Any doubling in price could be a sign of speculative excess “because macro conditions are never so different that asset prices should rise 100% over a short period,” Colas explained.

As another rule of thumb helpful in identifying bubbles, Colas evaluates how quickly assets double in value over a short period. For example, increases in the S&P 500 stock-market index within three years or less can signal overvaluation. So too for the volatile Nasdaq Composite, with its many technology stocks, over any one-year period, he said.

Colas describes the Nasdaq Composite as the most speculative corner of the stock market right now. It’s up roughly 43% over the past year but not yet close to doubling. The S&P 500 index has gained a more modest 32% or so over that span.
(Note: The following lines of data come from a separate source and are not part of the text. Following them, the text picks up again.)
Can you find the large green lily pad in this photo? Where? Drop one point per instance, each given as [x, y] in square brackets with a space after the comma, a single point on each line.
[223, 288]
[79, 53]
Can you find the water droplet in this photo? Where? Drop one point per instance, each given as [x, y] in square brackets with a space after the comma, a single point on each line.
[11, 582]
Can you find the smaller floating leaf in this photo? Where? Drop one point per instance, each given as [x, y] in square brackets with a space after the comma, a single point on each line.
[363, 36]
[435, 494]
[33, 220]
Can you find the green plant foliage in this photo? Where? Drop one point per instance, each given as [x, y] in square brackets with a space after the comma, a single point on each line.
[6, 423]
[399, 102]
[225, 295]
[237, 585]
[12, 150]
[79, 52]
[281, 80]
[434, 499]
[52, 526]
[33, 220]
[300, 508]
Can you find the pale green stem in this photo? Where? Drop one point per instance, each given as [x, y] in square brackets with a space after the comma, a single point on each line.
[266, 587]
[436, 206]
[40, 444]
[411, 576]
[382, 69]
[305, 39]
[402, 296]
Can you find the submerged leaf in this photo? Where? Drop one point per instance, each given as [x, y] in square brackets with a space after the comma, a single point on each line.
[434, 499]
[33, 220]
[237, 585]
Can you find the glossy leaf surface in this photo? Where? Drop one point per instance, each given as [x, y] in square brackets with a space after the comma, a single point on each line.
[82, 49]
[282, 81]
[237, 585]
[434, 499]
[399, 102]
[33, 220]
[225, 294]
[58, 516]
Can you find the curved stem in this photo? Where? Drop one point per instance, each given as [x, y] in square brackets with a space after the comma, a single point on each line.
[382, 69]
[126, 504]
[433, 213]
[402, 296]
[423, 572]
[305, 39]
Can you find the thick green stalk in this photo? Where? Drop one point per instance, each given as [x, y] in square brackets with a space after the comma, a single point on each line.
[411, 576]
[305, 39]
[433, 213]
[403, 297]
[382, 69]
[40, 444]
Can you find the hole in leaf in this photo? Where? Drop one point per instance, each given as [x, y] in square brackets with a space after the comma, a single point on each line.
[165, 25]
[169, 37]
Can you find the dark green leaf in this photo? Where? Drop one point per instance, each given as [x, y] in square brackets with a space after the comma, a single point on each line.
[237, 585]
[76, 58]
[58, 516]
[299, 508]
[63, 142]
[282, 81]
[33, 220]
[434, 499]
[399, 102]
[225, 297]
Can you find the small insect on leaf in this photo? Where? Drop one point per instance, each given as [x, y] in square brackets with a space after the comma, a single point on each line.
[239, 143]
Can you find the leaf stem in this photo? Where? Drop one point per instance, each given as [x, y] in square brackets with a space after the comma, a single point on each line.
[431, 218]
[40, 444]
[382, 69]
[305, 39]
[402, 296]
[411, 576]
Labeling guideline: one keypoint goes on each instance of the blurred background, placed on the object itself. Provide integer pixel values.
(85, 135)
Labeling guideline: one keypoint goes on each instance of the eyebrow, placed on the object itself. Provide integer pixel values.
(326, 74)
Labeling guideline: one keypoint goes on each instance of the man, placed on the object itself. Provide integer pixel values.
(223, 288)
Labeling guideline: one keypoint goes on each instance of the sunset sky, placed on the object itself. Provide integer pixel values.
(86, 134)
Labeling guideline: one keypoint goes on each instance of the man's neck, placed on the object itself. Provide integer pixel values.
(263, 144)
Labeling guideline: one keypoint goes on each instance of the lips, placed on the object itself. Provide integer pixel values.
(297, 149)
While Colas said these indicators don’t point to a bubble bursting anytime soon, more modest pullbacks are not only possible but routine.

The trend in profits

Investors ultimately buy stocks based on expectations that a company’s financial condition will improve, typically focusing on profits. It’s no coincidence that the economy is normally in a growth mode and that usually translates to rising earnings.

Now is no exception.

“In addition to the optimism around AI, a supporting pillar for the equity market’s recent strength has been a firming in corporate earnings,” wrote John Lynch, chief investment officer at Comerica Wealth Management, in a recent report.

Companies included in the S&P 500 index boosted profits during the final three months of 2023 by an average of 4% — the second straight quarterly increase, he said.

Valuations such as price-earnings ratios have been rising too, which is a possible cause for concern, but they haven’t reached alarming levels.

Lynch adds another wrinkle to the mix that could bode well: When the stock market gets off to a strong start to the year, the momentum usually continues.

Since 1970, according to his analysis, when the S&P 500 gains ground in both January and February, stocks in the index logged an average return of 10.5% over the rest of the calendar year and 13.9% over the subsequent 12 months.